Die Beratungs- und Interventionsstelle für Frauen und Mädchen, die sexualisierte, körperliche oder psychische Gewalt erlebt haben, hat während der Pandemie viel erlebt. „Während des ersten Lockdowns war es still, danach haben die Zahlen enorm angezogen. Nach dem zweiten Lockdown hat die Anzahl der hilfesuchenden Frauen nochmals zugenommen. Der Beratungsauftrag im ersten Halbjahr 2021 stieg explosionsartig, so eine hohe Anfrage hatten wir noch nie – und anhand der Zahlen kann man jetzt schon sagen: es wird weiter steigen“, erzählt Christa Mansky, auf ihre jahrzehntelangen Erfahrungen zurückblickend. „Man hat gemerkt: Anfangs versuchten Frauen sich noch in der Situation zu orientieren, als sie gleichzeitig mit ihren Partnern zu Hause waren und fast keine Möglichkeiten bestanden Hilfe zu holen. Es gab häufig noch die Idee „es hört bald wieder auf“. Das hat es aber nicht. Jetzt ist der Ansturm riesig und die Frauen wollen akut weg, raus aus der Gefahrensituation im eigenen Zuhause“, ergänzt Jeanette Stragies aus den Erlebnissen der Beratungs- und Hilfearbeit in den letzten Wochen. Bei den Hilfesuchenden seien sämtliche Altersstrukturen und die ethnische und soziale Herkunft sei breit gefächert.

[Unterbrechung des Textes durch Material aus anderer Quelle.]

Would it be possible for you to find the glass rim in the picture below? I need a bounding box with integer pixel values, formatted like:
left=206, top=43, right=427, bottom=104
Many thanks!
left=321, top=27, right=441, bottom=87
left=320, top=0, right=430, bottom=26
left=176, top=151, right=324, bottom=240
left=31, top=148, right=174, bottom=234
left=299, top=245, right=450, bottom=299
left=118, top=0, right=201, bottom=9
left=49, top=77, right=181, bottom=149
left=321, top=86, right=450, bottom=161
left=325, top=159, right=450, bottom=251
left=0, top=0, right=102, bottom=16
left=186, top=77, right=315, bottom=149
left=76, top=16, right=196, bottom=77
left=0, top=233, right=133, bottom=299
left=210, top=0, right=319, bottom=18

„Wir sind mit den Angeboten im Wetteraukreis nicht schlecht aufgestellt, aber wenn man genauer hinschaut, wird deutlich wie viel auch fehlt. Losgelöst von Corona wäre eine bedarfsgerechte Betreuung für 100.000 Einwohner durch 17 Vollzeitstellen zu leisten. Der Frauen-Notruf hat real 2,3 Vollzeitstellen mit einer Verwaltungsstelle“, erklärt Christa Mansky. „Dennoch machen wir in unserer Beratung und Hilfeleistung keine Abstriche. Wir bieten solange die Beratung an, wie es gebraucht wird. Da gibt es keine Richtlinie von 5 Beratungen pro Fall. Das reicht nicht. Das ist ein Prozess, da gibt es auch mal Rückschläge“, ergänzt Stragies.

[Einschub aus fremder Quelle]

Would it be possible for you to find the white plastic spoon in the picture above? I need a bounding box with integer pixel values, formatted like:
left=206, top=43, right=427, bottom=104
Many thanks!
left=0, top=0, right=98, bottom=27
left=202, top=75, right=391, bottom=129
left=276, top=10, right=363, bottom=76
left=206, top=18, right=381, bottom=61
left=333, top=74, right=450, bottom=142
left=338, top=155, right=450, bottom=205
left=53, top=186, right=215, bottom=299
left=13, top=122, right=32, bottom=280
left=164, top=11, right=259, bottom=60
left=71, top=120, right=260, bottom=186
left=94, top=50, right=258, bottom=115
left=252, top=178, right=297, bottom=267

„Die Umsetzung der Istanbul-Konvention, das Übereinkommen des Europarats zur Verhütung und Bekämpfung von Gewalt gegen Frauen, muss auch auf Bundesebene weiter vorangetrieben werden. Wir brauchen einen konkreten Aktionsplan und die Bereitstellung von allumfänglichen Ressourcen zur Förderung der Hilfestrukturen. Es reicht nicht aus, nur bauliche Maßnahmen finanziell zu förderngleichzeitig aber nicht die personellen Ressourcen aufzustocken“, betont die SPD-Bundestagskandidatin Natalie Pawlik.

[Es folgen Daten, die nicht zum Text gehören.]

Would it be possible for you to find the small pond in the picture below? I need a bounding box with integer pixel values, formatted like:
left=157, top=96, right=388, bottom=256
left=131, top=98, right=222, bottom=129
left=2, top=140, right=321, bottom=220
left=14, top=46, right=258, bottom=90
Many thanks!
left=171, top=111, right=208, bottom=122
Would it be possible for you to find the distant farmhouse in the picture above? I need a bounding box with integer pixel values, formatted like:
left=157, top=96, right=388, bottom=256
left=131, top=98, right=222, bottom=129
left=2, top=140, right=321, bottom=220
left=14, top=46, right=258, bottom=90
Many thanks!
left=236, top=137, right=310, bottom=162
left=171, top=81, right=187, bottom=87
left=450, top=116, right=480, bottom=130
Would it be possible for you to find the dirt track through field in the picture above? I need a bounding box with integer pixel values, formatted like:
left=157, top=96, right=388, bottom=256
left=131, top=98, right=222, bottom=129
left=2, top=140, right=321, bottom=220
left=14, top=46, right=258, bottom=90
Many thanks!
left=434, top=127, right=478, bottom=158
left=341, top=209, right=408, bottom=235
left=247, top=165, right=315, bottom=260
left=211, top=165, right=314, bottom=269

„Kein Frauenhaus, keine Beratungsstelle oder Frauennotruf wird die kapazitäten erweitern können und die Räumlichkeiten ausbauen, ohne zu wissen, ob mehr Personal folgt. Das können die ohnehin schon überarbeiteten und mit Anfragen überlaufenen Mitarbeiterinnen der Hilfe- und Beratungsstellen einfach nicht stemmen! Die Landesregierung muss dringend nachsteuern und das Bundesprogramm mit Landesmitteln flankieren. Sonst werden die Bundesmittel vor Ort nicht abgerufen werden können“, fordert auch Lisa Gnadl, die sozialpolitische Sprecherin der SPD-Landtagsfraktion.

„Für die tatsächliche Umsetzung der Istanbul-Konvention brauchen wir einen gesamtgesellschaftlichen Umwälzungsprozess. Es geht darum die Gewalt zu verhindern, deren Grundbasis unterschiedliche Machtverhältnisse sind.“, zeigt sich Christa Mansky entschlossen. Das sehen Gnadl und Pawlik genauso. „Letztendlich kommt man nicht darum herum, auf Veränderungen im Bund zu pochen. Im Land habe ich bei der schwarz-grünen Landesregierung in den letzten Jahren keine großen Ambitionen in dem Bereich gesehen und während der Corona-Pandemie hat sich auch nichts getan“, erklärt Lisa Gnadl bedauernd, die auf Landesebene immer wieder Impulse gesetzt hatte. Für eine strukturelle Veränderung und neue Vernetzungsstrukturen möchte sich Natalie Pawlik in Berlin einsetzen. „ Neben der Bereitstellung von notwendigen Ressourcen für die Hilfestrukturen brauchen wir unter anderem auch eine Stärkung der präventiven Arbeit, die Anhebung der Standards der Bundesländer auf ein gleich hohes Niveau sowie den Ausbau der Sensibilisierung für häusliche Gewalt und Gewalt gegen Frauen in den Sicherheitsbehörden. Bis zur tatsächlichen Umsetzung der Istanbul-Konvention ist es noch ein langer Weg bei dem alle politischen Ebenen und die Gesamtgesellschaft gefragt ist“, so Pawlik abschließend.